I spent most of my life in the Riesengebirge in Sudeten land where Caspar David Friedrich worked, and although hardly a line tallies exactly, I can vouch for the atmosphere of the district in the pictures being unmistakable, and the impact of the pictures as strong as the landscape itself. For landscape in its highest artistic form expresses in the most absolute way a psychological condition, a mood, closely comparable to the feelings experienced in hearing music.

It hardly needs saying that this experience need not be "romantic" in character, a much abused word which has thus come into some disrepute. When Kokoschka painted Hamburg, or Monet painted the Houses of Parliament at Westminster the result is no less "romantic" an interpretation than that produced by painters who work more from their imagination, or in a romantic style (such as Friedrich in his Die Sieben Grunde of the Bohemian Riesengebirge).

The author used to live near a wild parkland which was a famous beauty spot. From early spring to late in the autumn painters could be met there. They set out on the day after their arrival looking for "subjects," stopping every few yards to find pleasing or striking views.
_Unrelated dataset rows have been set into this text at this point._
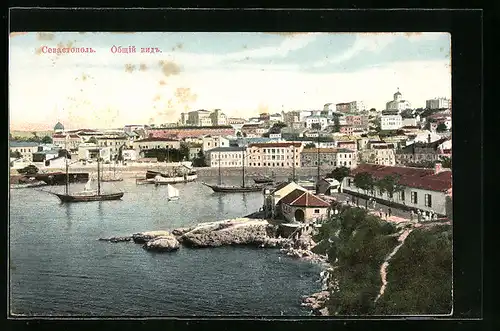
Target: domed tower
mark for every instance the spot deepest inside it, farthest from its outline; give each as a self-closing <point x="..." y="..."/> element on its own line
<point x="58" y="128"/>
<point x="397" y="96"/>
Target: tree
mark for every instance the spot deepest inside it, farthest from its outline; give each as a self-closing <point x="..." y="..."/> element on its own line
<point x="446" y="162"/>
<point x="15" y="154"/>
<point x="29" y="170"/>
<point x="339" y="174"/>
<point x="47" y="140"/>
<point x="364" y="181"/>
<point x="441" y="127"/>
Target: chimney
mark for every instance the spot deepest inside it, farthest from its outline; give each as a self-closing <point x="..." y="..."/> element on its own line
<point x="437" y="167"/>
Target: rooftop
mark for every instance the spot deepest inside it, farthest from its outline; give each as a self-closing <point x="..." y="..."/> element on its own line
<point x="299" y="198"/>
<point x="419" y="178"/>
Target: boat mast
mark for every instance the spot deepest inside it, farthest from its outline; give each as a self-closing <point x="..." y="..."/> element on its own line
<point x="317" y="179"/>
<point x="98" y="172"/>
<point x="243" y="162"/>
<point x="66" y="190"/>
<point x="220" y="178"/>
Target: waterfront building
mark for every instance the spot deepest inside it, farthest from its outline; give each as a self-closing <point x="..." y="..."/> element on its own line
<point x="218" y="118"/>
<point x="328" y="157"/>
<point x="398" y="103"/>
<point x="143" y="145"/>
<point x="423" y="152"/>
<point x="391" y="120"/>
<point x="23" y="148"/>
<point x="231" y="156"/>
<point x="280" y="154"/>
<point x="211" y="142"/>
<point x="438" y="103"/>
<point x="423" y="189"/>
<point x="304" y="207"/>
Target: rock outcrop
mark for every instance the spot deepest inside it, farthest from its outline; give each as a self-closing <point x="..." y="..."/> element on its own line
<point x="116" y="239"/>
<point x="143" y="237"/>
<point x="162" y="244"/>
<point x="317" y="302"/>
<point x="241" y="231"/>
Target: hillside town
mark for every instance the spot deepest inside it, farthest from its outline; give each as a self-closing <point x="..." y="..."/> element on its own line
<point x="412" y="143"/>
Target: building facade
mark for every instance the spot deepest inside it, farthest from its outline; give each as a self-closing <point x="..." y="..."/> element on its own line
<point x="227" y="157"/>
<point x="398" y="103"/>
<point x="438" y="103"/>
<point x="282" y="154"/>
<point x="329" y="157"/>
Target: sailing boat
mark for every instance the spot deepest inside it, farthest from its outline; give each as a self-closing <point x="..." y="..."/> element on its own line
<point x="234" y="189"/>
<point x="88" y="194"/>
<point x="112" y="176"/>
<point x="172" y="193"/>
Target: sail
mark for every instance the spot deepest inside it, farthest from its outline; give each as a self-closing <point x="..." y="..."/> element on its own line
<point x="88" y="187"/>
<point x="172" y="191"/>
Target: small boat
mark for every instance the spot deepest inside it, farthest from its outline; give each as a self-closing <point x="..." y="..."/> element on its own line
<point x="88" y="194"/>
<point x="220" y="188"/>
<point x="172" y="193"/>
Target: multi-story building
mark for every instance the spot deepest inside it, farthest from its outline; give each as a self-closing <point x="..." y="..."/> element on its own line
<point x="211" y="142"/>
<point x="329" y="157"/>
<point x="24" y="148"/>
<point x="391" y="120"/>
<point x="199" y="118"/>
<point x="146" y="144"/>
<point x="438" y="103"/>
<point x="114" y="144"/>
<point x="428" y="190"/>
<point x="231" y="156"/>
<point x="398" y="103"/>
<point x="316" y="122"/>
<point x="218" y="118"/>
<point x="282" y="154"/>
<point x="421" y="152"/>
<point x="381" y="154"/>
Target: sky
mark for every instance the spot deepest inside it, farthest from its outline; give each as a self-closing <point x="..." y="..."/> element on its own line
<point x="243" y="74"/>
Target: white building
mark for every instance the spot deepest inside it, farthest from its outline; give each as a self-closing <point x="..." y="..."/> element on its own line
<point x="398" y="103"/>
<point x="428" y="190"/>
<point x="218" y="118"/>
<point x="227" y="157"/>
<point x="24" y="148"/>
<point x="438" y="103"/>
<point x="279" y="154"/>
<point x="316" y="122"/>
<point x="211" y="142"/>
<point x="391" y="120"/>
They churned out whole series of pictures, often very able impressions of the subject, then hurried back to town and handed the paintings over with the paint hardly dry on them to the greedily waiting dealers, who, as the painters boasted without shame, sold them "like hot cakes."

Aerial view, chalk and red crayon

The pictures filled up empty spaces on the walls of the "best" houses, whose owners could then boast of having a "Nowak" or a "Vollmer," or whatever the name of the painter in vogue at the time might be. (In the same way they "went to the opera," never to Tosca or the Magic Flute.) This ham stuff was hardly more than enlarged picture postcards, copied views, with nothing in them of a creative vision, of impressions drawn from a real feeling into the landscape.

What a difference from Breughel's Winter Scene or Van Gogh's Cornfield! It is strange, in this period of experiment and exploration of new subjects which lie beyond the boundaries of pictorial representation, that so few artists have attempted aerial views of landscape.

Many people see it much more frequently today from the air than they do from walking in it. Nothing can be seen from a motor car, since the road ahead has to be stared at, and from a train it is rarely possible to achieve the quiet enjoyment that an airplane provides. From a height, the most broken landscape is flattened into a carpet; the picture plane is there already. Surely the airplane provides a great source of unexplored subjects, all strange and dreamlike.